Enquanto o governo paulista aposta em obras de transposição entre rios e represas para evitar o colapso no abastecimento de água da Grande São Paulo, professores da Escola Politécnica da Universidade de São Paulo (Poli-USP) afirmam que as soluções para a crônica escassez hídrica na região são mais simples e estão mais próximas do que os novos mananciais explorados pela Companhia de Saneamento Básico do Estado de São Paulo (Sabesp).
As propostas vão da implementação ou ampliação de soluções já conhecidas, como água de reúso para consumo humano, abertura de poços artesianos pelo setor privado e estímulo ao uso racional da água, até a criação de um engenhoso sistema reversível de água na Usina Henry Borden, em Cubatão, para equacionar um antigo impasse em torno do uso da Represa Billings para abastecimento e geração de energia.
Das quatro ideias, apenas a que envolve a Henry Borden nunca foi considerada publicamente pelo governo. Um programa para incentivar a redução do consumo e a migração de consumidores para água subterrânea já foram adotados após o início da crise, mas ainda de forma limitada e provisória em relação ao que propõem os engenheiros. Já a construção de estações de água de reúso chegou a ser anunciada para este ano pela Sabesp, mas foi adiada.

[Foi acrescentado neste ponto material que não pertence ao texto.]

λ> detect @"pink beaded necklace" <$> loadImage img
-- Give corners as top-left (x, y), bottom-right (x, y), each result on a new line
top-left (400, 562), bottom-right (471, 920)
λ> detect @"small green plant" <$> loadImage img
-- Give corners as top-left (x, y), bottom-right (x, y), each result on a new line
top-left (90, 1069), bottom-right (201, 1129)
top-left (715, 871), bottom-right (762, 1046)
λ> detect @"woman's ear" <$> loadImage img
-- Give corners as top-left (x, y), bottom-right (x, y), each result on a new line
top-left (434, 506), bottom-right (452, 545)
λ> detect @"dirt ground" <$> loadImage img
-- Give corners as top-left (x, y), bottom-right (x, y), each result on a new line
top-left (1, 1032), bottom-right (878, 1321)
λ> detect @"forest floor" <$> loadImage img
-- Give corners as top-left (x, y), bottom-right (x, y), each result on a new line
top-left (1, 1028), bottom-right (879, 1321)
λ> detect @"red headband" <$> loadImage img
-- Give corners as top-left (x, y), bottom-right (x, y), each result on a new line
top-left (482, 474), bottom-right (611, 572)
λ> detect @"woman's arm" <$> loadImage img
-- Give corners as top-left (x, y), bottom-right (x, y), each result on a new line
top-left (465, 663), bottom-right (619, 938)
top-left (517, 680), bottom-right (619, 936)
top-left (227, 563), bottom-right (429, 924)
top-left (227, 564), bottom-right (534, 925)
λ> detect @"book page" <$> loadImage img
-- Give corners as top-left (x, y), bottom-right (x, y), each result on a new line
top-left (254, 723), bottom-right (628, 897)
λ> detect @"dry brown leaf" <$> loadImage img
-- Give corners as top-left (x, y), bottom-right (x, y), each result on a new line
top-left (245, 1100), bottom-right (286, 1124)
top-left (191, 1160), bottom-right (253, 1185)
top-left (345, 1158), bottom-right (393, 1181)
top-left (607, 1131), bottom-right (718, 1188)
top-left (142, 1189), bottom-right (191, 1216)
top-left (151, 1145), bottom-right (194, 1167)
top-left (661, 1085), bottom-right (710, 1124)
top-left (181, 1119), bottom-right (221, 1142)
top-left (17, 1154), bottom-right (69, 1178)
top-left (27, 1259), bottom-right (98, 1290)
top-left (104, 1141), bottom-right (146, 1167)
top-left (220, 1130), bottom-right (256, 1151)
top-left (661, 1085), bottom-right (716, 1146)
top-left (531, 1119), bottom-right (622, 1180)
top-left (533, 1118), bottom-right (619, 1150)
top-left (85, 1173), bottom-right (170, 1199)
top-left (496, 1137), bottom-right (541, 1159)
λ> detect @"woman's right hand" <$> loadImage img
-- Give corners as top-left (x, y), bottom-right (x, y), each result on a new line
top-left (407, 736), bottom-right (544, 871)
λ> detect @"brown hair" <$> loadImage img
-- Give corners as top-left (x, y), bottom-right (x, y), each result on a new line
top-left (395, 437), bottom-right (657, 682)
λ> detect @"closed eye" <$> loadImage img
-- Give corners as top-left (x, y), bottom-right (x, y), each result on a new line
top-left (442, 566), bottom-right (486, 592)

“As duas grandes obras da Sabesp, o Sistema São Lourenço e a transposição do Paraíba do Sul, vão custar R$ 4 bilhões para trazer mais 10 mil litros por segundo. Com metade do valor dá para produzir o mesmo volume de água de reúso na ETE (Estação de Tratamento de Esgoto) Barueri e levar para o Sistema Cantareira por uma adutora de 27 km, misturando com a água bruta da represa ”, afirma o diretor do Centro Internacional de Referência em Reúso de Água (Cirra), Ivanildo Hespanhol.
Segundo ele, só nas cinco estações de esgoto da Sabesp na Grande São Paulo seria possível produzir ao menos 16 mil l/s de água de reúso, mais do que o Cantareira hoje (13,2 mil l/s). Hespanhol afirma que já é possível alcançar uma qualidade suficiente para jogar a água direto na rede (reúso potável direto), mas a prática ainda não é regulamentada no Brasil. “Temos uma completa ausência de normas, e os padrões de potabilidade inviabilizam o reúso”, afirma ele.
Subterrâneo. Já o vice-diretor do Centro de Pesquisas de Águas Subterrâneas, Ricardo Hirata, destaca que outros 10 mil l/s de água que estão estocados debaixo da terra poderiam ser aproveitados na rede pública. Para isso, propõe um programa de incentivo do governo para que o setor privado invista na abertura planejada de mais 12 mil poços artesianos legalizados. Hoje, 60% dos poços na região são clandestinos.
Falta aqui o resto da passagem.